The Functional Requirements for Bibliographic Records standard (FRBR), a well-known and robust model proposed by the International Federation of Library Association (IFLA) for representing bibliographic resources and metadata, is a highly adaptable model that is not bound to a specific implementation and can be applied to both physical and digital resources. It describes each resource from four different conceptual points of view that are interlinked with each other and are defined by the following categories:
- Work. It is the high-level description of the essence of a particular resource, which does not depend on any concrete representation. It is realized through one or more Expressions;
- Expression. It is the form taken by a Work when it is realized in terms of content. It is the realization of one and only one Work and is embodied in one or more Manifestations;
- Manifestation. It is a particular embodiment in the physical world of an Expression, according to a specific format. It embodies one or more Expressions and is exemplified by one or more Items;
- Item. It is the single, tangible and located exemplar of a certain Manifestation. It exemplifies one and only one Manifestation.
These concepts are organized in a structure in which each entity is in a specific relationship with one other entity, forming a continuous flow from Work to Item and vice versa. This framework allows a holistic perspective about the resource, on multiple levels of conceptualization, by breaking down the semantic and conceptual ambiguities related to objects created by human hands into different but related and layered concepts and by allowing the description of an artifact and its relations with other entities to be more expressive, precise and dynamic.
An example of how FRBR has been used in the RDF graph of the Knowledge site is illustrated in the figure below.

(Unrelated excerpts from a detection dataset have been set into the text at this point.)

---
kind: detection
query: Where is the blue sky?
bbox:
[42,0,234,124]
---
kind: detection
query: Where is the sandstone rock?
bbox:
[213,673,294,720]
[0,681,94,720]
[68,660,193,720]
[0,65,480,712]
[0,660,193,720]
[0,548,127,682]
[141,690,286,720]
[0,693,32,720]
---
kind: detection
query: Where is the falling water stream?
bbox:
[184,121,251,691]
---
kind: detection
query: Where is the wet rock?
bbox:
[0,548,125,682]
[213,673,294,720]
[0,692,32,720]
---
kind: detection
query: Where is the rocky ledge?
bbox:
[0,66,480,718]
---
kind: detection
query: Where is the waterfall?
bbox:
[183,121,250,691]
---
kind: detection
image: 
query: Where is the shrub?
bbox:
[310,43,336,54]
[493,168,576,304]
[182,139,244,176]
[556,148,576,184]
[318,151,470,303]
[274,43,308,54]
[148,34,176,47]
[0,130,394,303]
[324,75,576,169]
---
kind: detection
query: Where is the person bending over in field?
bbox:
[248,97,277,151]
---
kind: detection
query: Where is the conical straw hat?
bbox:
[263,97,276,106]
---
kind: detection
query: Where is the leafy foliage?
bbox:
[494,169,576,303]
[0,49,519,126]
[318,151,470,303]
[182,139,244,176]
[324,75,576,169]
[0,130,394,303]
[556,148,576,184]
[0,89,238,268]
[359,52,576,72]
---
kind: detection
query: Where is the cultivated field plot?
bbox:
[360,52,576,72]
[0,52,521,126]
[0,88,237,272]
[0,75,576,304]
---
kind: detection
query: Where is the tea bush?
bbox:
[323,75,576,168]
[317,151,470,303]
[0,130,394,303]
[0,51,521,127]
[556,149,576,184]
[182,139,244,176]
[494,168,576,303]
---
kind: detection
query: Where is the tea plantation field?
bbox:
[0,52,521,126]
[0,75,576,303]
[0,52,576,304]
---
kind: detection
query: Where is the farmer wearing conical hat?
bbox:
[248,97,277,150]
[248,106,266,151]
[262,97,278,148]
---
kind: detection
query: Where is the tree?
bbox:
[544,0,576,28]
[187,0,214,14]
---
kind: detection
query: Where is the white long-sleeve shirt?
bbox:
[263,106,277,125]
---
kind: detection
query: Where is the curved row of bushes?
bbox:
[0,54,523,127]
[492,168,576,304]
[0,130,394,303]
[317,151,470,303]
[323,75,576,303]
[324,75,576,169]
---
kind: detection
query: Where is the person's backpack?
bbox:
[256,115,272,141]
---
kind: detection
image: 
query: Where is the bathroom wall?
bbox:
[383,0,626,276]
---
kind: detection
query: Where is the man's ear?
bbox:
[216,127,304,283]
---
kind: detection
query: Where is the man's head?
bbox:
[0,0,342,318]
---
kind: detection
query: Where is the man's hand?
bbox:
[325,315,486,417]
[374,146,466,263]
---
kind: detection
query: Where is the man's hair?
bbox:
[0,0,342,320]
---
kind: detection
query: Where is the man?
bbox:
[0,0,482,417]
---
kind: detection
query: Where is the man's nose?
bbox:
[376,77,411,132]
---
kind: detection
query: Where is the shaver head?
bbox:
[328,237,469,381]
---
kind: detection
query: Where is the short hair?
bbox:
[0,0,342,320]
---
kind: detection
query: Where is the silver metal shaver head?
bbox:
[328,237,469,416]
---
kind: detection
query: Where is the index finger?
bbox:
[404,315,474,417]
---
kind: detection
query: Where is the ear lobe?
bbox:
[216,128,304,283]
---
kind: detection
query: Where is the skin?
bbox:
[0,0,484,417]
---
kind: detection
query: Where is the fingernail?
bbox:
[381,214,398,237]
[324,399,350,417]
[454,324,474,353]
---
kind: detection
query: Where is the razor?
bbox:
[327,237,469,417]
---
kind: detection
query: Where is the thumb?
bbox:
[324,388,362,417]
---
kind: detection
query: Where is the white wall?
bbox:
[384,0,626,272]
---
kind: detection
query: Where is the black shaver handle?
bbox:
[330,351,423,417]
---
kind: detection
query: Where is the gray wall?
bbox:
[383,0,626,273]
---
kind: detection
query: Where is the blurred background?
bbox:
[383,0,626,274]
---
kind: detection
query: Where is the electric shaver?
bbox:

The notion of the digital edition of Vespasiano da Bisticci’s Letters published by Francesca Tomasi has been broken down into multiple concepts distributed across the four FRBR levels of conceptualization. At the Work level, there is the abstract of the edition. At the Expression level, there is the content of the edition. At the Manifestation level, there is the edition in its specified form. At the Item level, there is the proper and specific digital edition existing on the Web.